We've done most of the configuration for you. All that remains for you is to either create a new cluster or connect to an existing one. You'll do this with a `dask_gateway.Gateway` object.

If the default settings are appropriate, you can create a new cluster without specifying any additional information.

In [1]:
from dask_gateway import Gateway
gateway = Gateway()

In [2]:
gateway.list_clusters()

[]

In [4]:
cluster = gateway.new_cluster()
cluster

VBox(children=(HTML(value='<h2>GatewayCluster</h2>'), HBox(children=(HTML(value='\n<div>\n<style scoped>\n    …

`gateway.new_cluster()` created a new Dask cluster.
You can pass this cluster to a `dask.distributed.Client` to create a client
so that any computations using Dask will be executed on the cluster.

In [5]:
from distributed import Client

client = Client(cluster)
client

0,1
Client  Scheduler: gateway://scheduler-public-dev-prod-dask-gateway:8786/b6e27a4eeb74470bb740f707f629f15b  Dashboard: https://hub.pangeo.io/services/dask-gateway/gateway/clusters/b6e27a4eeb74470bb740f707f629f15b/status,Cluster  Workers: 0  Cores: 0  Memory: 0 B


In [9]:
import dask.array as da

arr = da.random.random((1000, 1000), chunks=100).persist()

By default, the cluster doesn't have any workers.
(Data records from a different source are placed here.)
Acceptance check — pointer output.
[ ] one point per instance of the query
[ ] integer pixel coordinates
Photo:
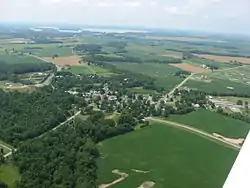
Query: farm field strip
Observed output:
(197, 131)
(189, 67)
(167, 154)
(224, 58)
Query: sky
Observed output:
(206, 15)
You'll need to either set your cluster to adaptive mode or scale manually.

In adaptive mode, the cluster will automatically resize itself based on the workload.

In [10]:
cluster.adapt()

In [11]:
arr.compute()

array([[0.32648987, 0.94304574, 0.60109591, ..., 0.4754234 , 0.51921505,
        0.50322152],
       [0.41447147, 0.53073857, 0.07778848, ..., 0.79051681, 0.25704898,
        0.5573166 ],
       [0.12524794, 0.48594165, 0.2305868 , ..., 0.96619814, 0.17872878,
        0.13046179],
       ...,
       [0.97258084, 0.13736629, 0.20938757, ..., 0.2601917 , 0.1276606 ,
        0.91900657],
       [0.92047548, 0.19178722, 0.86989839, ..., 0.3586717 , 0.39191175,
        0.07321737],
       [0.16046721, 0.3757023 , 0.169577  , ..., 0.1446228 , 0.46621836,
        0.8630376 ]])

The `arr.compute` call may take more or less time, depending on the state of the Kubernetes cluster. If the cluster has been idle recently, we may be starting up additional machines in the background to do your work.
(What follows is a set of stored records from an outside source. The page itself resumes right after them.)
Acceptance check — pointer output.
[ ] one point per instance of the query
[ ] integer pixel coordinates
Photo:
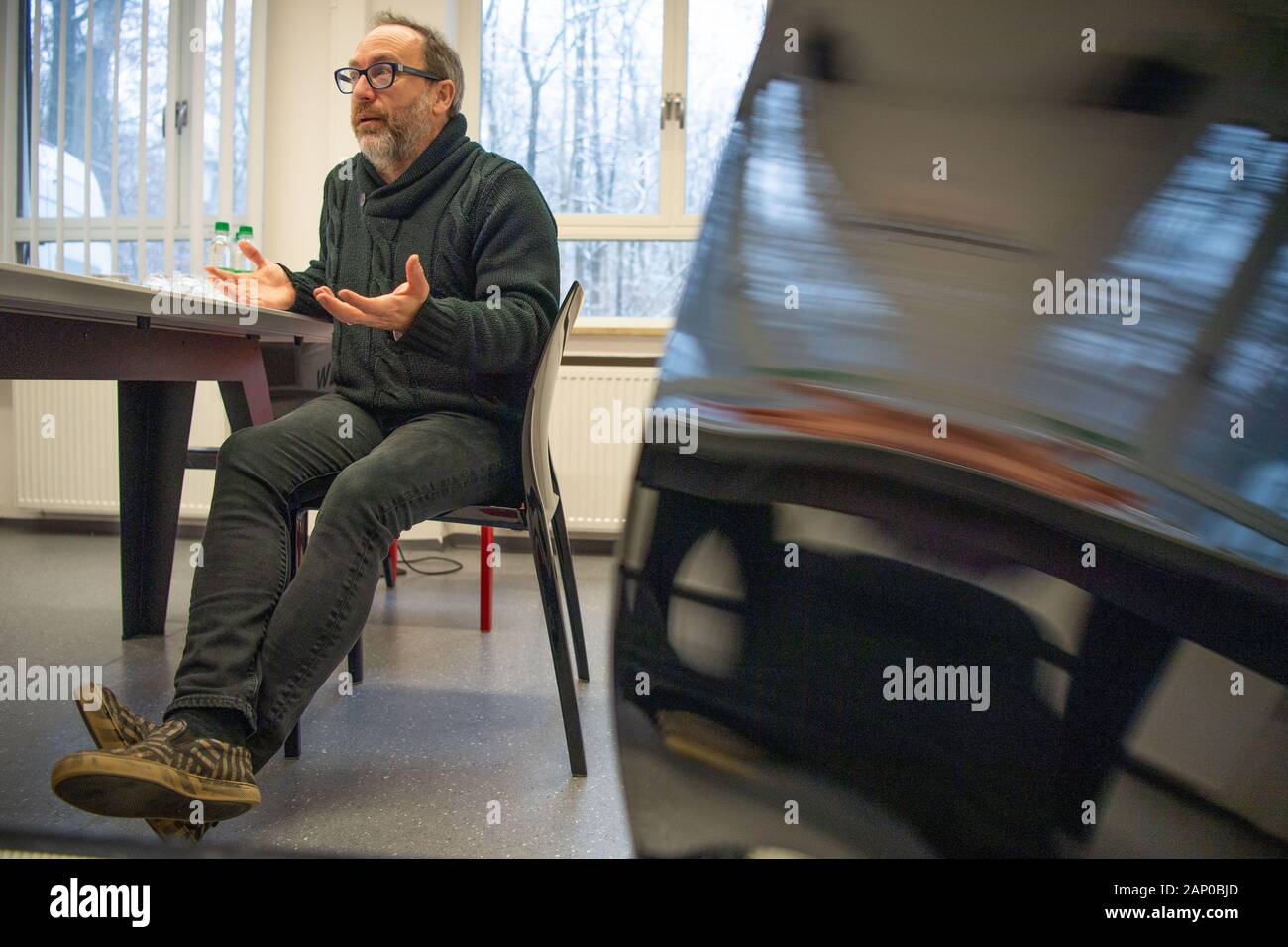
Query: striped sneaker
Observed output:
(110, 722)
(112, 725)
(160, 777)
Subsequent computations, now that those machines are around, will be much faster.

In [12]:
client.close()
cluster.close()

## Specifying options

We've configured things like the the number of cores per worker to be appropriate for the most common use cases. For additional control over the cluster, use the `gateway.cluster_options`.

In [13]:
options = gateway.cluster_options()
options

Box(children=(Box(children=(HTML(value='<h2>Cluster Options</h2>'), Box(children=(HTML(value="<p style='font-w…
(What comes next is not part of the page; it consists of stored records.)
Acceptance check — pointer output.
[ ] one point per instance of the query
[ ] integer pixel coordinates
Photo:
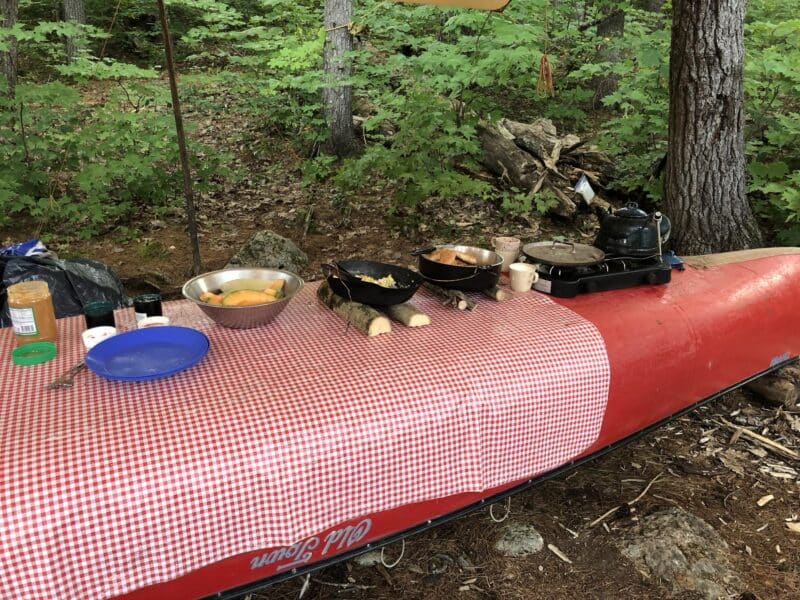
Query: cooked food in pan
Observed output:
(448, 256)
(385, 281)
You can either manually adjust these options in widget, or set it programatically.

In [14]:
options.worker_cores = 4

The "Image" is a URL to a Docker image with the environment that will be loaded on the Dask scheduler and workers. This determines the versions of libraries that are available). By default, this matches the image you're currently working in.

In [None]:
cluster = gateway.new_cluster(cluster_options=options)
cluster.scale(1)
client.wait_for_workers(1)
cluster

Notice that this cluster has 4 cores per worker, as we requested in the `options`.